Dalam konteks pembangunan nasional, penyelesaian batas wilayah yang akurat juga memiliki implikasi penting terhadap tata kelola sumber daya, distribusi anggaran, dan perencanaan pembangunan daerah. Dengan kejelasan administratif, Pemerintah Provinsi Aceh kini memiliki dasar legal yang kuat untuk merancang dan mengeksekusi program pembangunan di empat pulau tersebut. Keuntungan ini bukan hanya milik Aceh, tetapi juga bangsa secara keseluruhan karena semakin banyak wilayah yang dapat dimanfaatkan secara optimal untuk kesejahteraan masyarakat.
Di sisi lain, keputusan ini membuktikan bahwa kepemimpinan Prabowo tidak terjebak pada pendekatan simbolik atau populis. Ia tidak mencari jalan tengah yang kompromistis, tetapi mengambil posisi jelas yang berpihak pada kebenaran data. Ini adalah ciri pemimpin yang tidak takut mengambil keputusan penting, meski mungkin menghadapi tekanan atau resistensi dari sebagian pihak. Justru dari ketegasan itulah lahir rasa hormat dan kepercayaan.
Kepemimpinan seperti ini sangat dibutuhkan dalam era transisi pemerintahan dan modernisasi birokrasi saat ini. Keberanian dalam menyelesaikan persoalan yang selama ini mengambang adalah wujud nyata dari efektivitas pemerintahan. Masyarakat memerlukan pemimpin yang mampu menyelesaikan masalah, bukan menundanya atau melempar tanggung jawab. Prabowo menunjukkan bahwa persoalan seberat apapun dapat dituntaskan ketika keberpihakan pada hukum dan data menjadi fondasi utama dalam pengambilan kebijakan.
Anggota DPR RI dari Fraksi Partai NasDem, Muslim Ayub, juga memberikan apresiasi atas ketegasan Presiden. Ia menilai langkah ini sebagai bentuk keberpihakan pada keadilan berdasarkan dokumen autentik. Menurutnya, keempat pulau memang sejak awal berada dalam wilayah administrasi Aceh, sementara Provinsi Sumatera Utara tidak memiliki bukti sah yang dapat memperkuat klaim kepemilikan.

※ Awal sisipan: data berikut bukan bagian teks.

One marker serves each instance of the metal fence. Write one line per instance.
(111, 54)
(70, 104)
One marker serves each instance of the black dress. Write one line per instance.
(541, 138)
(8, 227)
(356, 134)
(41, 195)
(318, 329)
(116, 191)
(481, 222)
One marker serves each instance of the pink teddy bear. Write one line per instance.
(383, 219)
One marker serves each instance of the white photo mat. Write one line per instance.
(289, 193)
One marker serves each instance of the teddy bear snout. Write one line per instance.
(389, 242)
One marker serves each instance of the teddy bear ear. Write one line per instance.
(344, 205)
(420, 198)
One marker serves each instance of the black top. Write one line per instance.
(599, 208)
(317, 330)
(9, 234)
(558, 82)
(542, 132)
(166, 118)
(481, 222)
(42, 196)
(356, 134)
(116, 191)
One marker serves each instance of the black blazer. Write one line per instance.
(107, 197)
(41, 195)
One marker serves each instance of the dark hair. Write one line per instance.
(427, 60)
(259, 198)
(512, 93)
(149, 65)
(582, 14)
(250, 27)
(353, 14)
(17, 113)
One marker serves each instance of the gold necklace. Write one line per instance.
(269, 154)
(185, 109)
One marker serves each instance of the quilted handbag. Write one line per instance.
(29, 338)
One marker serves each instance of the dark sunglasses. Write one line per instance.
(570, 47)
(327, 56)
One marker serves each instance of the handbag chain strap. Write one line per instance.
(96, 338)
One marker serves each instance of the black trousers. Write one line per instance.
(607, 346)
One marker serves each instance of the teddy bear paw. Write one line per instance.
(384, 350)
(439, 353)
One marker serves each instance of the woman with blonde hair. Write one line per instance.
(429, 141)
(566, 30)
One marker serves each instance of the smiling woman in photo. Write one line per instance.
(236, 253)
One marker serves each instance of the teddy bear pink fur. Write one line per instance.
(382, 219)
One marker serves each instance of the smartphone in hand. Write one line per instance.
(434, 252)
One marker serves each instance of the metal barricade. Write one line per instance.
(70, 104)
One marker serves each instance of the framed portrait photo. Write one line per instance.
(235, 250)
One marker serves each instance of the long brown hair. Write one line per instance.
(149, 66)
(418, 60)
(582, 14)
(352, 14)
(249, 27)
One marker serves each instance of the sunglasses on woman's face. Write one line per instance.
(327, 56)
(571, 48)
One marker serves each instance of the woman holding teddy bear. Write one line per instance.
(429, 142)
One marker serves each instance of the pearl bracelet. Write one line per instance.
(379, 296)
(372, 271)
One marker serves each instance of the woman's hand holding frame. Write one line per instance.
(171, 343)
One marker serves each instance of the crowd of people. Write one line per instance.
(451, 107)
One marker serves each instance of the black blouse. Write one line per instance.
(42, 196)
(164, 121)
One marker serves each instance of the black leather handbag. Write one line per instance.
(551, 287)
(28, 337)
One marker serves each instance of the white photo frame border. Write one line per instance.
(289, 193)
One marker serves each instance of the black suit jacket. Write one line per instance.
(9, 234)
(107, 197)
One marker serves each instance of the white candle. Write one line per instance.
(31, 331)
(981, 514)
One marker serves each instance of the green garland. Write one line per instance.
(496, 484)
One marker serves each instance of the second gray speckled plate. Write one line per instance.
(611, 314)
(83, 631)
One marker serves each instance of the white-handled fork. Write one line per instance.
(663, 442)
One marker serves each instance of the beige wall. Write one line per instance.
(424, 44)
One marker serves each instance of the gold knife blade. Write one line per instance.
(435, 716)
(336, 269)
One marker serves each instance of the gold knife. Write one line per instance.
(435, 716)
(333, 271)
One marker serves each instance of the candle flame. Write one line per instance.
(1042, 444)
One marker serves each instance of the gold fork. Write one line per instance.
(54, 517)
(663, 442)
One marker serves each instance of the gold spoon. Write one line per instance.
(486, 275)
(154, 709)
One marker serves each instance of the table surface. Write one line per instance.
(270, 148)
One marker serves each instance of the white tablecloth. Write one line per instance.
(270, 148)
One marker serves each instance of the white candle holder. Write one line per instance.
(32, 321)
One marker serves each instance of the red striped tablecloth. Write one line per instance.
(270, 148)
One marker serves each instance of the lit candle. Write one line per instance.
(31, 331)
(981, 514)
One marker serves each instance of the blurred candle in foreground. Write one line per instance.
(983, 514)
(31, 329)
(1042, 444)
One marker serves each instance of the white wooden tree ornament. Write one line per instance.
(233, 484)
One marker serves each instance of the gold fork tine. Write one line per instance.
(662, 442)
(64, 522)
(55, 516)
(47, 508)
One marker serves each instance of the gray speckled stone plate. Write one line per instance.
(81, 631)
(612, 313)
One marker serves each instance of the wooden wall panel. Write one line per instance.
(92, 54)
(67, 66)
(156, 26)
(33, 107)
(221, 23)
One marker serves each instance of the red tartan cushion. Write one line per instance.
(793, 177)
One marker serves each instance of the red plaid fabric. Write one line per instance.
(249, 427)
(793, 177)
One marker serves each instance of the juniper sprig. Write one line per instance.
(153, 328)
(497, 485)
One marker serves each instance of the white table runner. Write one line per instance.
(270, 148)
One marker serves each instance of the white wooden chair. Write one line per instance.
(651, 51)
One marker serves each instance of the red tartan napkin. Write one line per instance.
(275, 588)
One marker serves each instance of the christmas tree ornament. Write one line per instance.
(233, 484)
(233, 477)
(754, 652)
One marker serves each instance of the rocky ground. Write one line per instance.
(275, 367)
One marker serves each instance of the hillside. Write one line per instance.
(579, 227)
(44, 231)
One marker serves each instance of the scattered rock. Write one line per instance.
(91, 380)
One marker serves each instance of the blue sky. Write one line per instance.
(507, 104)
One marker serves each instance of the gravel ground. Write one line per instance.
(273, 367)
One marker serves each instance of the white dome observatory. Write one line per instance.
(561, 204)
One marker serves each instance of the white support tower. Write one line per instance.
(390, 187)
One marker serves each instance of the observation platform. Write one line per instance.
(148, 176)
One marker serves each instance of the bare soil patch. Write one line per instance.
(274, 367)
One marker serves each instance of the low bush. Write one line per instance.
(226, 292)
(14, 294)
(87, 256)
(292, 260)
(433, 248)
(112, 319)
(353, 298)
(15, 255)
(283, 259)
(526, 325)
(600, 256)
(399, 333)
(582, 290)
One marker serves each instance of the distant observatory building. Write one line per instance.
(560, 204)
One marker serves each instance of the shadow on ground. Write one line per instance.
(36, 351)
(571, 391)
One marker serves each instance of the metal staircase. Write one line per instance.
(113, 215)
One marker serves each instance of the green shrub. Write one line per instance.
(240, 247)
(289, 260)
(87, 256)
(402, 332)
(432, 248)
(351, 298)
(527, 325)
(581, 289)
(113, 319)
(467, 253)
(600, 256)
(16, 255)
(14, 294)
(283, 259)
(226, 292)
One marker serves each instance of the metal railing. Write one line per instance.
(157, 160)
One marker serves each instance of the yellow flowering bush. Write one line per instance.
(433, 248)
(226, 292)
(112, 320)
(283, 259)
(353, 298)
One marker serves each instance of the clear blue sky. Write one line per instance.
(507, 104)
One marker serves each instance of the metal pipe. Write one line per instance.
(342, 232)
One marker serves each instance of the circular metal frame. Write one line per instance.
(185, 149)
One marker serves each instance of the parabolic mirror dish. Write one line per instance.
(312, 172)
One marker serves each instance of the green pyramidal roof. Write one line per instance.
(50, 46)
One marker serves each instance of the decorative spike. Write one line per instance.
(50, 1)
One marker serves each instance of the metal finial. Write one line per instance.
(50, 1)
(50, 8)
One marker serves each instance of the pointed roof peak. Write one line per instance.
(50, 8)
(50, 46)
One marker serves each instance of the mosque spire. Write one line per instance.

Keputusan Presiden Prabowo dalam menyelesaikan sengketa empat pulau ini bukan hanya menandai berakhirnya konflik administratif, tetapi juga membuka lembaran baru dalam kepemimpinan yang tegas, transparan, dan berpihak pada kepentingan nasional. Di tengah tantangan besar yang dihadapi bangsa ini, langkah seperti ini memberikan harapan bahwa Indonesia dipimpin oleh tangan yang mampu menjaga utuhnya tanah air dengan keberanian dan kebijaksanaan.